In consequence of this benevolent bull, our philosophic benefactors go to work with hearty zeal. They seize upon our fertile territories, scourge us from our rightful possessions, relieve us from our wives, and when we are unreasonable enough to complain, they will turn upon us and say—miserable barbarians! ungrateful wretches!—have we not come thousands of miles to improve your worthless planet—have we not fed you with moon shine—have we not intoxicated you with nitrous oxyde—does not our moon give you light every night and have you the baseness to murmur, when we claim a pitiful return for all these benefits?

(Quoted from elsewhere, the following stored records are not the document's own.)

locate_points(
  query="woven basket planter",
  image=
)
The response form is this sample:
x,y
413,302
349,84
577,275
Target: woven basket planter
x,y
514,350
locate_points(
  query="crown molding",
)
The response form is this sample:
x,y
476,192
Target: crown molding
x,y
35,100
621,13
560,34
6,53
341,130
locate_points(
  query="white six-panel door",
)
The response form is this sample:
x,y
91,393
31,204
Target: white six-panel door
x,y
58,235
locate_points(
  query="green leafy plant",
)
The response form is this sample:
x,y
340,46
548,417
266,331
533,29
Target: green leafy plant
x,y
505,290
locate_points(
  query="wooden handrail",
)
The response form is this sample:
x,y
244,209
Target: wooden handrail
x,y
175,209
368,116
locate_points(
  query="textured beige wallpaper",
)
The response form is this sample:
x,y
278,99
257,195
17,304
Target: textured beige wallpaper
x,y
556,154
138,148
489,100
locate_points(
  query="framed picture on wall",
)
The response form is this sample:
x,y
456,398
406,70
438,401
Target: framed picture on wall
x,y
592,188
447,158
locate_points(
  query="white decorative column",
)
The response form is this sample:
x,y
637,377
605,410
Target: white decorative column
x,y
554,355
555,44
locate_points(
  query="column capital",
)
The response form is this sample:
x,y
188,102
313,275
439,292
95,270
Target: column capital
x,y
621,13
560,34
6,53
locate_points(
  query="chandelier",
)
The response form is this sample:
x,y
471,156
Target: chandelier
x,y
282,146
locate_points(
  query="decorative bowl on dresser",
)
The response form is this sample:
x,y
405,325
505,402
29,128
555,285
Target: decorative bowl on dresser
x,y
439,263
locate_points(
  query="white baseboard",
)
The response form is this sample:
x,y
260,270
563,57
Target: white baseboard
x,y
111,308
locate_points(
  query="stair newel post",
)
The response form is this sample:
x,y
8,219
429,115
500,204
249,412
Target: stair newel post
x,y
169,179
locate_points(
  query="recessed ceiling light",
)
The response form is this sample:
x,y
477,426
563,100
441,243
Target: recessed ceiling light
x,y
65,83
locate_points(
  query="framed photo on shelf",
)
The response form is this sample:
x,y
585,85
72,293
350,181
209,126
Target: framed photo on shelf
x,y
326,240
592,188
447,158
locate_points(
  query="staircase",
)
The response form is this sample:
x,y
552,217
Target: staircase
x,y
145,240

But finding that we not only persist in absolute contempt to their reasoning and disbelief in their philosophy, but even go so far as daringly to defend our property, their patience shall be exhausted, and they shall resort to their superior powers of argument—hunt us with hypogriffs, transfix us with concentrated sun-beams, demolish our cities with moonstones; until having by main force, converted us to the true faith, they shall graciously permit us to exist in the torrid deserts of Arabia, or the frozen regions of Lapland, there to enjoy the blessings of civilization and the charms of lunar philosophy—in much the same manner as the reformed and enlightened savages of this country, are kindly suffered to inhabit the inhospitable forests of the north, or the impenetrable wildernesses of South America.
Thus have I clearly proved, and I hope strikingly illustrated, the right of the early colonists to the possession of this country—and thus is this gigantic question, completely knocked in the head—so having manfully surmounted all obstacles, and subdued all opposition, what remains but that I should forthwith conduct my impatient and way-worn readers, into the renowned city, which we have so long been in a manner besieging.—But hold, before I proceed another step, I must pause to take breath and recover from the excessive fatigue I have undergone, in preparing to begin this most accurate of histories. And in this I do but imitate the example of the celebrated Hans Von Dunderbottom, who took a start of three miles for the purpose of jumping over a hill, but having been himself out of breath by the time he reached the foot, sat himself quietly down for a few moments to blow, and then walked over it at his leisure.